Bref, la gauche a échoué parce qu’elle a mal compris la nature du moment. Elle ne comprenait pas la situation de crise démocratique. Elle est aujourd’hui confrontée à une situation radicalement différente façonnée par sa défaite mais aussi par une pandémie terrifiante. Les thèmes du « pain et du beurre » demeurent importants, en particulier compte tenu de la récession et de la crise sociale découlant du COVID-19. Mais si la gauche veut faire mieux que simplement parler des restrictions sociales et de l’enfermement et demander un peu plus de transferts gouvernementaux pour les travailleurs, elle doit aller au-delà du « pain et du beurre ».

Il y a un vrai thème créatif ces dernières années qui peut aider : l’écologie. Les pandémies sont des processus écologiques. L’apparition de virus zoonotiques et leur propagation pandémique viennent de ces mêmes pratiques commerciales et agro-industrielles qui contribuent à carboniser l’atmosphère, à acidifier les océans, à mettre fin à la biodiversité et à provoquer des conditions météorologiques extrêmes.

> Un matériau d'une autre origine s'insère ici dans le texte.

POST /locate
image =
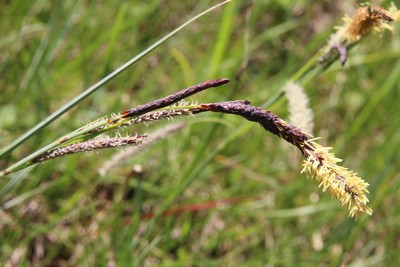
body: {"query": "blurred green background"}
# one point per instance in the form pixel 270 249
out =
pixel 64 213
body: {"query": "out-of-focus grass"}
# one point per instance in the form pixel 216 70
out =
pixel 63 212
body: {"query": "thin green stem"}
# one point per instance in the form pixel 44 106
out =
pixel 13 145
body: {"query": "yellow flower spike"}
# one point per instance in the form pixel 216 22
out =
pixel 338 181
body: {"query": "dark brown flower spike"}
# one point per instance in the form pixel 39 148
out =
pixel 319 164
pixel 173 98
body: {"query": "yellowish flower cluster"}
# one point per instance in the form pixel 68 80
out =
pixel 338 181
pixel 366 19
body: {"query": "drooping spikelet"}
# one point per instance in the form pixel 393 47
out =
pixel 367 18
pixel 301 114
pixel 338 181
pixel 90 145
pixel 319 164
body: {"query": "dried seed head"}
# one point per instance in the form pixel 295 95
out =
pixel 90 145
pixel 370 17
pixel 366 19
pixel 338 181
pixel 301 114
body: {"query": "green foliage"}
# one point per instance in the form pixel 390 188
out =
pixel 51 51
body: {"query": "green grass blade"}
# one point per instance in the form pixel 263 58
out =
pixel 13 145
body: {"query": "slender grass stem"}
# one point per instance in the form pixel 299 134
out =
pixel 13 145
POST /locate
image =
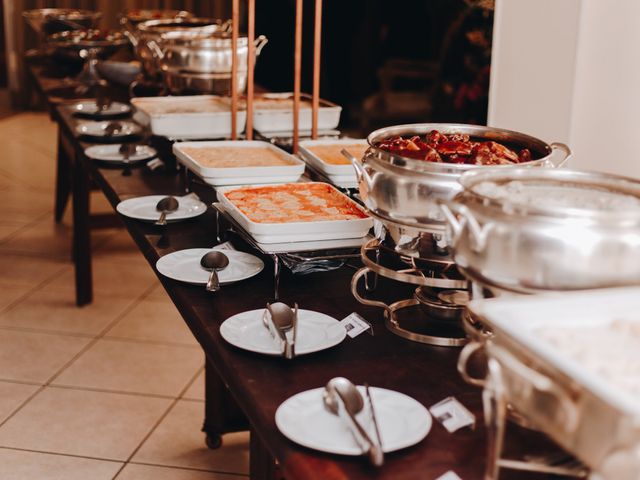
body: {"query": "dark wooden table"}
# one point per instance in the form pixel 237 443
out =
pixel 245 389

Poussée par le mouvement d’« extinction rebellion » et les grèves des scolaires pour le climat, la gauche a commencé à travailler sur l’idée d’un New Deal vert, beaucoup plus ambitieux et internationaliste que toute autre partie de son programme. En principe, il n’y a aucune raison pour que cette idée ne puisse pas être adaptée pour tenir compte des mesures préventives nécessaires pour prévenir de futures pandémies.

Toutefois, pour en tirer le meilleur parti, la gauche doit aussi comprendre l’environnementalisme comme une question démocratique. Il est peu probable que les systèmes démocratiques faibles que nous avons aujourd’hui survivent aux privations et aux défis à venir sans réforme radicale. Et aucun projet climatique sérieux, qui doit protéger la survie de l’espèce entière en changeant notre façon de travailler, de voyager, de consommer et de nous amuser, tout notre mode de vie, ne peut fonctionner sans une participation massive du public.